第6話 初めての人のようです

 とりあえず、水、火、風、土、光、闇属性の魔法が使えることがわかったので、濡らした服を魔法で乾かすことにした。異世界アニメあるあるだが、確かこういうチート能力の場合、無詠唱で自分の思った通りの魔法が使えるのだ。

 まずは自分の体を乾かす。工場とかにある上から風が送り込まれる部屋みたいな、たまにTwitterとかで回ってくるペットがお風呂終わったあと乾かされる箱みたいな空間を思い出す。すると、なんとなく体がじんわりと暖かくなり、急に上から風が送り込まれてきた。


 いや、急すぎ。ってか、まじで無詠唱で思い通りの魔法が打てるの、やばいな。俺TUEEのやつやん。俄然テンションが上がる。


 次は服だ。一枚しかないから丁寧に乾かさないといけない。イメージした通りのものができるのであれば、詳細なイメージが必要なのかもしれない。

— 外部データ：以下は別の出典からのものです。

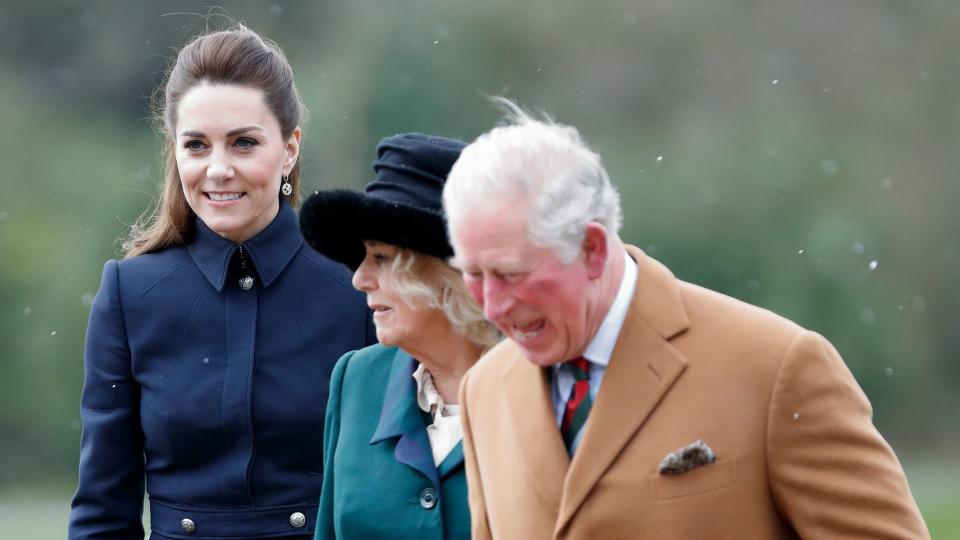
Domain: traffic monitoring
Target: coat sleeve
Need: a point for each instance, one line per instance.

さっきはぼんやりとイメージしたやつだったし、威力とかも気にしてなかったから、あんな急すぎる威力強すぎ魔法になってしまったわけだし。

 というか、結構な威力だったけど、自分の魔法レベルとか確認してなかった。もしかしたら上級とか、中級とかそういうのもあるかもしれないから、後で確認しておこうと、思い直す。


 さて、ということで、服である。ドラム式の洗濯機を思い出す。ぐるぐると熱を持って乾かされるあの感じ。雅史の家にお邪魔した時、初めて見てびびった。でかいし、結構すごい音が鳴っていた。なんかよくわからんけど、タオル畳むのを手伝う流れになって、乾きたてのタオルを触ったらふわふわすぎてびびった。羨ましい……! うちのゴワゴワタオルを体育の時とか普通に貸してしまっていたけど、申し訳なかった……!

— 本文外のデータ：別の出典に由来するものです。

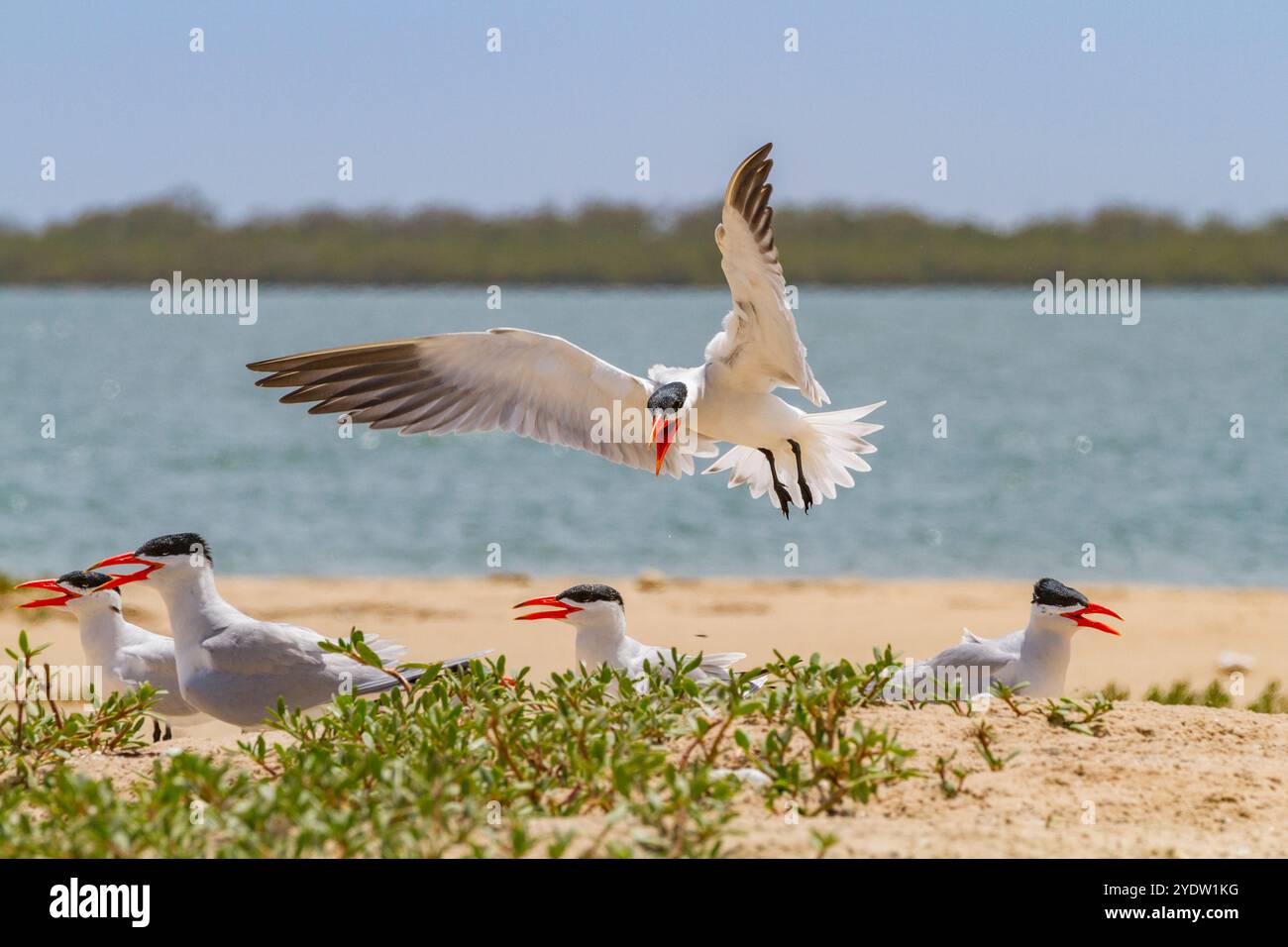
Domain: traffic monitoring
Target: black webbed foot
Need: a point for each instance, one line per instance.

 雅史の家のドラム式洗濯機。風と火の魔法で再現できそうな気がする。少しの熱と、ぐるぐる回る服。手を服にかざす。すると、枝に引っかかっていた服が宙を舞い、イメージ通りにぐるぐる回りだす。自分の手から、熱風がじんわりと流れているのがわかる。やはり、思ったとおり、風と火の魔法を融合させてできるっぽい。全然原理はわからないけど。


 雅史、大丈夫かな。お母さん、元気かな。学校が懐かしい。あの狭いアパートさえ、懐かしい。この世界にきて、圧倒されることしかなかったから、現実世界のことなんて、少し記憶の端に寄せてしまっていたけど、なぜだか、急に思い出してしまった。色褪せてきていたのに、急に彩りを持って、あの日々が甦ってくる。お母さんにありがとうの一言でも言えばよかった。洗濯物、自分からやればよかった。機嫌次第で八つ当たりなんかしなければよかった。別にピンクの風呂敷でお弁当箱を包んだからって、何がいけなかったんだ。


 なんか疲れてしまった。いろんなことが一気に起きて、目新しいから、なんか知ってる世界だから、ここまでテンションで持ってきたところあるけど、なんか、よくわからんけど、疲れた。手から出る魔法が切れる。服がパサリと地面の上に落ちる。多分、もう乾いてそうな気がする。生乾きかもしれんけど、なんかどうでもいいや。


 服を着る。体はスッキリした。服もスッキリした。さっきまであんなに晴れやかな気持ちだったのに、心ばかりがスッキリしない。勇者だからなんだってんだ。別に魔王とか知らん。いるかもわからん。このまま、この木の下で寝てしまって、飢えて死んでもいいんじゃないか。人もいないし、きっとこの世界は俺の走馬灯が作り出しているものなんじゃないか。だから、きっととっくに死んでいて、俺が強欲に夢を見たいから、こんな世界に留まっているような感覚になっているんじゃないか。なら、もう、いいか。


 木の下に座る。太陽は眩しい。土が手について、じめりとする。草の匂いが青い。川面も煌めいて、本当に現実みたいだ。ぼうっと、緑の隙間から溢れる日を眺める。


「誰かー!」


 女の子? 確かに声が聞こえた気がした。近くのようだ。というか、人じゃない? ここにきて初めての人? ということは、やはりこの世界は、現実? 俺の走馬灯ではない?

 とりあえず、俺は声の方に走る。草むらをかき分けて進む。そこに、彼女がいた。


「助けてください!」


 金髪碧眼。白いベールを被り、まるでシスターのような服。愛らしい顔をどうにかこちらに向けている。体は何かに覆われてよくわからない。それは、さっき俺が襲われたスライムだ。

 スライムに、美女が襲われている。